Once, when I was around 20, I had lunch at  the 2nd Ave Deli. This would have been the 1970s, when the deli was still at its original location at 2nd and 10th, under its original ownership. The portions were bigger than your head and the waiters were all older men who didn’t take crap from anyone. I can’t remember what I ordered to eat. I’m thinking corned beef on rye with a half-sour pickle, but I could just as easily have gone for the knishes. What I do remember, with hideous clarity, is how proud I felt of myself as I pulled myself up and casually added to the waiter, “And could I have a glass tea?”

He didn’t miss a beat. He gave me a look that would have curdled milk and firmly put me in my place.  “You’ll have a cup of tea.”

Okay. No one likes a poseur. I got it then, and I get it still. His message was and remains cringingly clear. Because God forbid I should spend the next 30 years believing I had every right to order tea as if I were straight from the shtetl. On the other hand, would it have killed him to let it go? What would it have cost him to have shown a little kindness?

I can tell you one thing it would have cost him. Had he passed up the opportunity to put me in my place like that, he and the glass tea would be long gone from my memory, just as I’ve forgotten what I ordered that day for my meal. But I remember him all too clearly: the long, sour face, the skinny arms, the slight stoop in his posture. And I have told the story of my presumptuousness and his rudeness lots of times.

Good Smell

What sort of impression do we leave on the world? The question came up earlier this week in a class I’m taking at Temple Emanu-El about Midrash. A midrash is a story or commentary written by the ancient rabbis to draw lessons from biblical passages. The other day we were looking at midrashim explaining Genesis 12:1-3. “The Lord said to Abram, Go forth from your native land.”

One riff we read related the verse to one from the Song of Songs. “Your ointments yield a sweet fragrance. Your name is like the finest oil.” Rabbi Brachiah compares Abraham to a vial containing the juice of the balsam tree, which is fitted with a tight lid and left in a corner, where no one can smell it. But take the vial out and carry it around (with its lid loosened, presumably), and its sweet scent will disseminate. When God tells Abraham to leave his home, it’s in order that he disseminate his sweetness.

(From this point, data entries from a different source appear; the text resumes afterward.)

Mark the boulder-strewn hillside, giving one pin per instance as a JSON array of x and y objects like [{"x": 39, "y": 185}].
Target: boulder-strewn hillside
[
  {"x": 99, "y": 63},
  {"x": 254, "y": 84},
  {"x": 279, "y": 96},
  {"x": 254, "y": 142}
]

The rabbi teaching the class left us with the homiletic thought: What’s your perfume? And of course I thought, my writing. Which was frustrating, because I’ve been having a hard time with it, lately.

Spoon

Yesterday’s work left me feeling especially discouraged. I knew I needed to climb back into the saddle and just get back to it – that my best cure for bad writing to more writing. Instead, I spent my writing time reading folk tales. Browsing through the 1988 YIVO collection Yiddish Folktales, I found and fell in love with this gem:

What Makes Tea Sweet: An Exercise in Logic

 A yeshiva student said to one of his fellows, “The sages ask: What makes the glass of tea sweet? If I reply that it is because of the sugar, then I must ask: What is the teaspoon’s purpose? The answer: To sweeten the tea, for which the proof is as follows: When you put sugar in to the tea, it does not turn sweet until you have stirred it with the teaspoon. In which case, why do we need the sugar at all?”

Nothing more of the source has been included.